Sunday, August 05, 2007

The Motu Proprio Musical Frenzy

I've been fielding lots of emails from people who are scrambling to put together a musical program for the 1962 Missal. I've noticed several main problems cropping up, and I do plan a series of posts going into detail on these, but let me just quickly sum up the primary mistaken notions:

1) Hymnomania: Many people see the 1962 Missal as a chance to revive the good old hymns from yesteryear that have received such shabby treatment post 1970, and are looking for hymnbooks that can help them. The general thrust of this is a mistake. Hymns are not the musical foundation of the Mass. They are permissible in a recessional song perhaps but the ideal does not include them, even if they won't entirely disappear in practice. The focus must be on the ordinary chants and the proper chants, and if hymns are used, they should be Latin plainchant for the most part. Let us please not repeat the mistakes of the past. The "four-hymn sandwich" came not with the new form but was inherited from the old form. It was the norm. It continues to be the bane of modern liturgical life, a regrettable gift from days of yore to our own times. Bringing back a lost liturgy should not mean bringing back the mistakes and errors and even abuses of the past. If you are talking only about what hymns you are going to sing, you are on the wrong track.

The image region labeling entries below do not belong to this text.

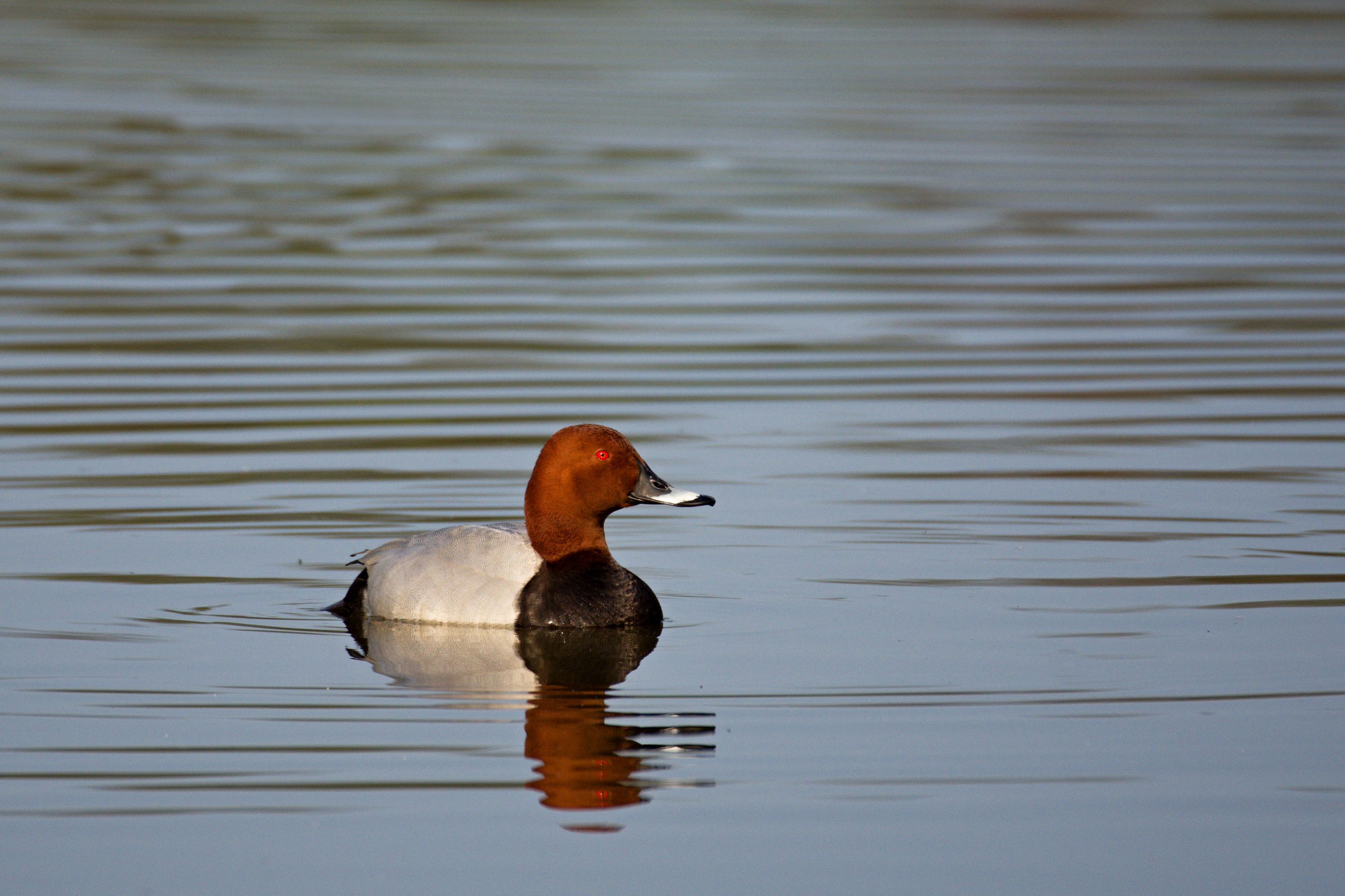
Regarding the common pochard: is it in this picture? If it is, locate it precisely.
[328,424,714,628]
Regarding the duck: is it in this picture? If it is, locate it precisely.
[327,424,714,628]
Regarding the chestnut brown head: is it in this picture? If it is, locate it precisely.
[523,424,714,561]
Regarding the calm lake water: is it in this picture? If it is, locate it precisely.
[0,0,1345,895]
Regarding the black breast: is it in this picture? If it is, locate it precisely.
[516,552,663,628]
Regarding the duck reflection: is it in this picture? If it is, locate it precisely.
[336,616,714,807]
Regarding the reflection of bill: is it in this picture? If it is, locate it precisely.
[336,616,714,812]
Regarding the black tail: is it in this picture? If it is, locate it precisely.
[325,569,369,616]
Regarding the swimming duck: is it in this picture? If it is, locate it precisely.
[328,424,714,628]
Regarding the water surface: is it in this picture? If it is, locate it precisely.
[0,0,1345,893]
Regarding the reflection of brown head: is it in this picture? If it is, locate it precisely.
[523,685,646,809]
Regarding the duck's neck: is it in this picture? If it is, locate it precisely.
[523,476,612,563]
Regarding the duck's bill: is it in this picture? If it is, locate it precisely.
[625,464,714,507]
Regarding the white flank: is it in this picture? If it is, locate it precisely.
[360,524,542,626]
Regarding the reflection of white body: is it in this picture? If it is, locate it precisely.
[364,619,537,693]
[359,524,542,624]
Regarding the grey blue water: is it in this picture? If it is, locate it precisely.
[0,0,1345,896]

2) Propermania: There is no way that a new schola is going to be able to sing all the propers from the Graduale. Nor will a new schola be able to sing the Introit and Communio only. I doubt that a new schola will be able to sing the Communio only every week. It is a mistake to attempt this because it will collapse into what has been sadly common in the Indult world: one hot-shot chanter dragging around a ball-and-chain of a pseudo-schola that has mastered only the ability to imitate what the master is doing a split second after he does it. This practice ends up creating a great and persistent liturgical mush. Better to do one proper and do it well rather than go for the perception of virtuosity that lacks any basis in reality. The opportunity to do the 1962 Missal does not magically confer on local singers the ability to read and sing chant. This takes years and years. You must think about the long term. Focus on the ordinary at first, and do the propers in tones, while always looking for the ideal.

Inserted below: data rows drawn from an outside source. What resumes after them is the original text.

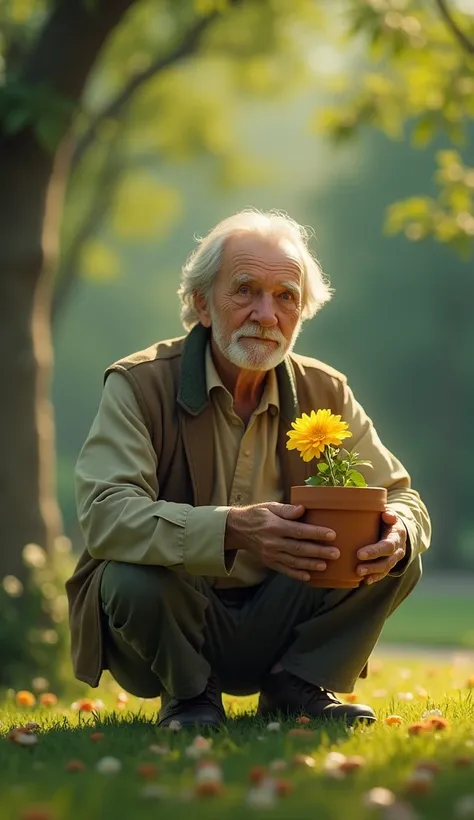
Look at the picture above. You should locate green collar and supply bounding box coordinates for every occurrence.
[178,324,299,422]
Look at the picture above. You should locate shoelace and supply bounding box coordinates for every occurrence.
[291,678,339,703]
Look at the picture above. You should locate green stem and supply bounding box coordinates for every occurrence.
[324,444,337,487]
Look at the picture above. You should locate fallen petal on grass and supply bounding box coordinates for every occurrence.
[196,761,222,783]
[148,743,171,755]
[293,755,316,769]
[39,692,58,707]
[137,763,159,780]
[426,717,449,732]
[15,689,36,706]
[64,760,86,774]
[195,780,224,797]
[140,783,169,800]
[454,755,472,769]
[363,786,396,809]
[421,709,443,720]
[384,715,403,726]
[407,721,432,735]
[7,726,38,746]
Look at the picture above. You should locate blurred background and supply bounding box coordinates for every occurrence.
[0,0,474,683]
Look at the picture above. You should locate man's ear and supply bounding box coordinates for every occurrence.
[194,293,211,327]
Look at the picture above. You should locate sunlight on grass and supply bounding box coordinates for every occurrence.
[0,655,474,820]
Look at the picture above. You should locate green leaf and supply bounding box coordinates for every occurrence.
[347,470,367,487]
[3,108,30,135]
[305,475,327,487]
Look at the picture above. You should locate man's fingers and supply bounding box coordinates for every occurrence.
[364,574,387,586]
[279,538,341,561]
[357,547,405,577]
[278,553,327,572]
[282,521,336,541]
[357,538,396,561]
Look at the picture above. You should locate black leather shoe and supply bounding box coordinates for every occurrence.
[257,670,376,725]
[158,675,226,729]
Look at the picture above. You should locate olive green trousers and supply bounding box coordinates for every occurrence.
[101,558,421,698]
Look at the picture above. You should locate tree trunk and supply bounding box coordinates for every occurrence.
[0,133,60,579]
[0,0,134,583]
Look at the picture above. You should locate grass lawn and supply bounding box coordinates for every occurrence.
[0,655,474,820]
[381,585,474,649]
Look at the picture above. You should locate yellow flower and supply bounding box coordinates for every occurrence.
[286,410,352,461]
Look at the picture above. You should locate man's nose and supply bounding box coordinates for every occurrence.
[251,294,278,327]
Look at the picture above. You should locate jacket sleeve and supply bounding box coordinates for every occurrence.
[76,373,234,576]
[341,382,431,576]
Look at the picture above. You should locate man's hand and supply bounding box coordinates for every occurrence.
[224,501,340,581]
[357,509,407,584]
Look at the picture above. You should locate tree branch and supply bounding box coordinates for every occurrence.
[71,12,224,170]
[51,133,122,325]
[435,0,474,54]
[22,0,136,103]
[71,0,242,170]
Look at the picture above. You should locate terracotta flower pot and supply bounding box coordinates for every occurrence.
[291,485,387,589]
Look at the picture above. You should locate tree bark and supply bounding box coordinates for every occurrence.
[0,0,134,583]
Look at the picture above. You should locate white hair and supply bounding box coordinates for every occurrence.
[178,208,334,330]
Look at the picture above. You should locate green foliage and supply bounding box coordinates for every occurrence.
[386,151,474,257]
[0,79,74,152]
[305,444,372,487]
[0,538,75,688]
[315,0,474,255]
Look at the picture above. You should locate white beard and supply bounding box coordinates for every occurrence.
[209,302,302,370]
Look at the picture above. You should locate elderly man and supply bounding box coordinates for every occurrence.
[67,210,431,727]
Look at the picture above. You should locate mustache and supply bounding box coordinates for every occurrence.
[235,325,284,344]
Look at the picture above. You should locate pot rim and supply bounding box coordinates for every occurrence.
[291,484,387,492]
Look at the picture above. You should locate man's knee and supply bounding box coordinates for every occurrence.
[100,561,174,629]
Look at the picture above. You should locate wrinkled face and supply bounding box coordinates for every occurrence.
[202,233,302,370]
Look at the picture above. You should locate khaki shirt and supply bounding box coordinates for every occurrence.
[76,346,431,587]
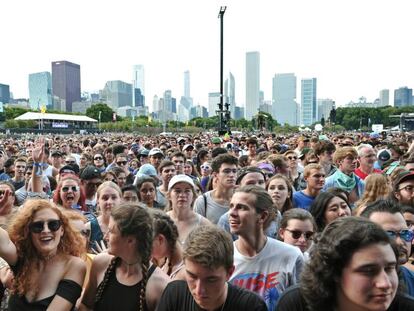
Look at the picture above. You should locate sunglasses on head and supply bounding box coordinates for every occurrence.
[385,229,414,242]
[62,186,79,192]
[29,219,62,233]
[286,229,314,240]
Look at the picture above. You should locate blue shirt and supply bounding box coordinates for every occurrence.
[293,191,316,210]
[400,266,414,297]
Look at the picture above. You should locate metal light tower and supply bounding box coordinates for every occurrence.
[216,6,231,135]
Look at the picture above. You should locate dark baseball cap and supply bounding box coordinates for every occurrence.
[80,165,101,180]
[59,164,79,175]
[393,171,414,191]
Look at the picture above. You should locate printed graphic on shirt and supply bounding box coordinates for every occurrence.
[231,272,281,310]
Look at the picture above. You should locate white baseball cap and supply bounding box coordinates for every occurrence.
[168,174,195,191]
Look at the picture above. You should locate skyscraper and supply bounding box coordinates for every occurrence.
[224,72,236,118]
[29,71,53,110]
[379,90,390,107]
[132,65,145,107]
[52,61,81,112]
[272,73,299,125]
[394,86,413,107]
[101,80,132,111]
[245,52,260,120]
[316,98,335,121]
[0,83,10,104]
[301,78,318,125]
[184,70,191,98]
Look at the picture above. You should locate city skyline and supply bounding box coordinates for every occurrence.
[0,0,414,111]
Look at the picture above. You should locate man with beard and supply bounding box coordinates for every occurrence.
[361,200,414,296]
[293,164,325,210]
[314,140,336,177]
[194,153,238,224]
[11,158,27,189]
[355,144,382,180]
[229,185,304,310]
[323,147,365,204]
[391,171,414,207]
[156,160,177,208]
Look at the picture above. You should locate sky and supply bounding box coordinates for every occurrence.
[0,0,414,109]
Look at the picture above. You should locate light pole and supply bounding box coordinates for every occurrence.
[98,110,102,132]
[216,6,230,135]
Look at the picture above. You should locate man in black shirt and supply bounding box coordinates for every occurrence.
[157,226,267,311]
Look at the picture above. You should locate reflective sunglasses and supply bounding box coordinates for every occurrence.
[62,186,79,192]
[29,219,62,233]
[385,229,414,242]
[285,228,315,240]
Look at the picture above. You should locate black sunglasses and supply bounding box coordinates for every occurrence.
[62,186,79,192]
[29,219,62,233]
[286,228,315,240]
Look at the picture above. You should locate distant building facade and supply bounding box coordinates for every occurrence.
[245,52,260,120]
[301,78,318,126]
[0,83,10,104]
[29,71,53,110]
[272,73,299,125]
[101,80,132,111]
[394,86,413,107]
[52,61,81,112]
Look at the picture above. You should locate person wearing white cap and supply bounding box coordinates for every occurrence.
[167,174,211,244]
[148,148,164,171]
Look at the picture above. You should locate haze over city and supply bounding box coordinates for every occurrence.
[0,0,414,109]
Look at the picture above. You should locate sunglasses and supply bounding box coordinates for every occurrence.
[29,219,62,233]
[285,229,315,240]
[62,186,79,192]
[80,229,91,238]
[385,229,414,242]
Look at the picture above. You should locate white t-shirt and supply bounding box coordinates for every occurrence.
[230,238,304,310]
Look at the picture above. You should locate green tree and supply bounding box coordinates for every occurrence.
[86,103,118,122]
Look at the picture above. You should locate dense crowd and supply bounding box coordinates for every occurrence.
[0,132,414,311]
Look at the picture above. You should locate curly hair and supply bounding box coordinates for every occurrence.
[353,174,391,216]
[266,174,293,214]
[53,174,88,212]
[149,209,179,275]
[8,199,85,295]
[300,216,398,311]
[95,203,153,311]
[309,191,349,232]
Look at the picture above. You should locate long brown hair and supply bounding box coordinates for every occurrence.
[95,203,153,311]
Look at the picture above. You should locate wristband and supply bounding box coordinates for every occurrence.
[33,162,43,176]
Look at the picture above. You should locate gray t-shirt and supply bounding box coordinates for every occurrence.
[194,191,229,224]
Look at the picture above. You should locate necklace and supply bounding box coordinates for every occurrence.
[122,259,141,266]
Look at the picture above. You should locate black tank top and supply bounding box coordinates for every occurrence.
[94,265,156,311]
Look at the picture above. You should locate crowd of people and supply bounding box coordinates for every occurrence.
[0,132,414,311]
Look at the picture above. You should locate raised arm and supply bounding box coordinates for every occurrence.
[0,228,17,266]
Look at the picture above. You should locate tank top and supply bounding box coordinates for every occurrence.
[94,261,156,311]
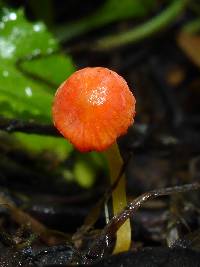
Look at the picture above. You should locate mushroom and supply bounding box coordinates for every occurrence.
[52,67,136,253]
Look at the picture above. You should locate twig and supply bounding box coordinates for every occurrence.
[85,183,200,263]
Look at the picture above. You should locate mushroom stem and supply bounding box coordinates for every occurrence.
[105,142,131,254]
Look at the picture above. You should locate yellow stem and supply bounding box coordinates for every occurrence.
[105,143,131,254]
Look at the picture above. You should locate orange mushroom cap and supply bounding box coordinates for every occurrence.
[52,67,136,152]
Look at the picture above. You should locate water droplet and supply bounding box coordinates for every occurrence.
[47,47,53,54]
[25,86,33,97]
[2,70,9,77]
[32,48,41,56]
[33,23,44,32]
[2,12,17,22]
[0,38,16,58]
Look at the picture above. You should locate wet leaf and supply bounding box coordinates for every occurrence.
[0,10,74,122]
[55,0,156,41]
[0,9,74,158]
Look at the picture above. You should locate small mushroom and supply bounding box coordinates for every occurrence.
[52,67,136,253]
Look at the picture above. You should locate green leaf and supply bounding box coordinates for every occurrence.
[55,0,156,41]
[0,9,74,123]
[0,9,75,158]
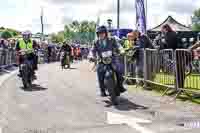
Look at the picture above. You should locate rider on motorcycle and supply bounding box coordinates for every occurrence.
[60,42,72,54]
[89,26,126,97]
[16,31,37,79]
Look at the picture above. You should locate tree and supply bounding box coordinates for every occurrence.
[1,30,13,39]
[192,8,200,31]
[50,31,64,43]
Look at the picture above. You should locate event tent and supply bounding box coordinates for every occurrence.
[149,16,192,32]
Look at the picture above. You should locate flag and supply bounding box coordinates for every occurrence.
[95,16,100,40]
[135,0,146,34]
[40,8,44,34]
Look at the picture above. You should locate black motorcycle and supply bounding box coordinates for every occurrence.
[97,51,118,105]
[60,51,70,69]
[20,50,34,89]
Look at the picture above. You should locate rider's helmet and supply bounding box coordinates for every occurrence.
[96,26,108,35]
[22,31,32,39]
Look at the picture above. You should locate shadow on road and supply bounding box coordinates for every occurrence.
[22,84,47,92]
[104,97,148,111]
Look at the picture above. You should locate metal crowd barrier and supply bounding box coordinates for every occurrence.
[0,48,16,70]
[124,49,200,98]
[175,49,200,95]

3) Mass 8, saecula saeculorum. Yes, it is a temptation to drag out the Missa de Angelis because there is a vague memory of it in a subset of the parish. Please resist the temptation! The Gloria from Mass 8 is very late, barely Gregorian at all. They are nearly modern in their phrasing and melody. If you start with Mass 8, you will never leave it and you will be stuck with it forever. Don't go there, not even as a temporary measure. The Church gives us a vast number of Glorias and Credos to sing, some of which are far more accessible than Mass 8 and Credo 3. Pick one and stick with it for a while. Don't give in to the popular desire to drag out preconcilar musical corpses (ok, that is too strong a phrase to describe Mass 8, but it is a good phrase and I couldn't resist the rhetoric).

In the next weeks, I'll work on a few posts giving positive steps that people can take. In general, please keep in mind here that the goal is not merely to "turn back the clock" or resurrect the past in all ways. The revival of the classical use provides an opportunity to go forward to the ideal that was long forgotten before 1970 and 1962. Let's don't miss the chance to do something wonderful here.